Execute the any object method on the configured HPC.

Parameters:

func_name (str) – the name of the function.
func_args (tuple) – the arguments for of the function to be called.
func_kwargs (tuple) – the keyworded arguments for of the function to be called.
hpc_kwargs (dict) – arguments for the HPC class.
data_path (str) – the path to the Molset object, if None a copy of the data in the job folder will be made.

static get_chebi(chebi_obo)[source]: Get CHEBI id to name dictionary.

static get_chembl_hierarchy(chembldb='chembl_27')[source]: Get protein class and proteins in tree format.

static get_chembl_protein_classes(chembldb='chembl_27', prefix_level=False)[source]: Get protein class id to name dictionary.

static get_uniprot_annotation(entries)[source]: Get information on Uniprot entries.

classmethod load(filename, cc=None, cc_root=None, add_image=False)[source]

Load a Molset instance.

Parameters:

filename (str) – The path of the file to load.
cc (ChemicalChecker) – An already initialized CC instance.
cc_root (str) – Path to the root of a Chemical Checker. If None we try using the saved path. If that is not reachable we use the default (default is cc_config dependent) CC.
add_image (bool) – If True a molecule image is added.

predict(dataset_code, shorten_dscode=True, applicability_thr_query=0, applicability_thr_nn=0, max_nr_nn=1000, pvalue_thr_nn=0.0001, limit_top_nn=1000, return_stats=False, return_sign0=False, blacklist=[], aggregation_thr=0.0, return_probas=False)[source]

Annotate the DataFrame with predicted features based on neighbors.
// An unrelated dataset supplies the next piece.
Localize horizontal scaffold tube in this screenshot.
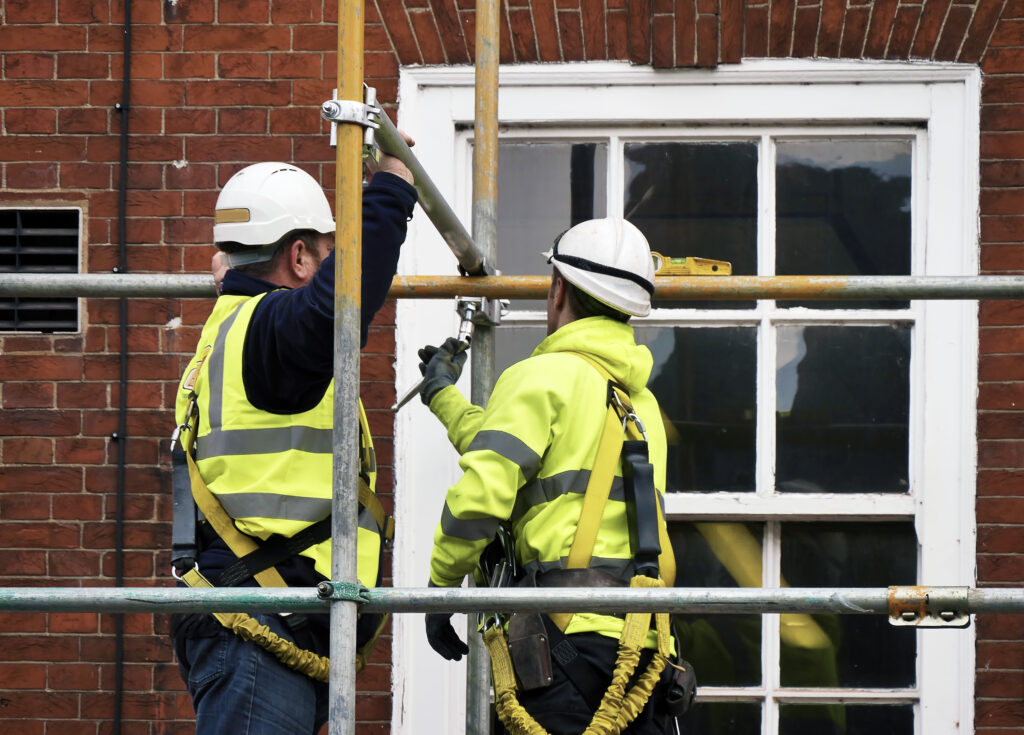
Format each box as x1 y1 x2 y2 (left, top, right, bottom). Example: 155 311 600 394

In this case we can potentially get annotation for every molecules. The molecules are first signaturized (sign4) filtered by applicability and then searched against molecules within the CC sign4. Nearest neighbors are selected for each molecule based on user specified parameters. Only NN that are found in the sign0 of the space are preserved. The annotations of these NN are aggregated (multiple strategies are possible) and finally assigned to the molecule.

Parameters:

dataset_code (str) – the CC dataset code: e.g. B4.001.
shorten_dscode (bool) – If True get rid of the .001 part of the dataset code
applicability_thr_query (float) – Only query with a sign4 applicability above this threshold will be searched for neighbors.
applicability_thr_nn (float) – Only neighbors with a sign4 applicability above this threshold will be used for features inference.
max_nr_nn (int) – Maximum number of neighbors to possibly consider.
pvalue_thr (float) – Filter neighbors based on distance.
limit_top_nn (int) – Only keep topN neighbors for feature predictions.
return_stats (bool) – if True return a dataframe with statistics on the NN search filtering steps.
return_sign0 (bool) – if True return sign0 format prediction (only for binary spaces).
blacklist (list) – List of inchikeys of molecules to disregard during neighbors search. Used for comparison to other prediction approach where these molecules are the test set.
return_probas (bool) – if True the probability for each predicted class are also returned.

project(projector, projector_name=None, datasets='exemplary')[source]

Annotate the DataFrame with projection of the signatures.

Parameters:

projector (object) – Any preinitialized projector exposing the ‘fit_transform’ function.
projector_name (str) – The name of the projector, used to define the new DataFrame columns.
datasets (list) – the CC datasets code: e.g. [‘B4.001’]. Use ‘exemplary’ to get signatures for all exemplary CC spaces.

save(destination, overwrite=False)[source]

Save a Molset instance.

Parameters:

destination (str) – The destination path
overwrite (bool) – Whether to overwrite in case the file exists.

signaturize(datasets='exemplary')[source]

Annotate the DataFrame with predicted sign4 signatures.

Parameters:: datasets (list) – the CC datasets code: e.g. [‘B4.001’]. Use ‘exemplary’ to get signatures for all exemplary CC spaces.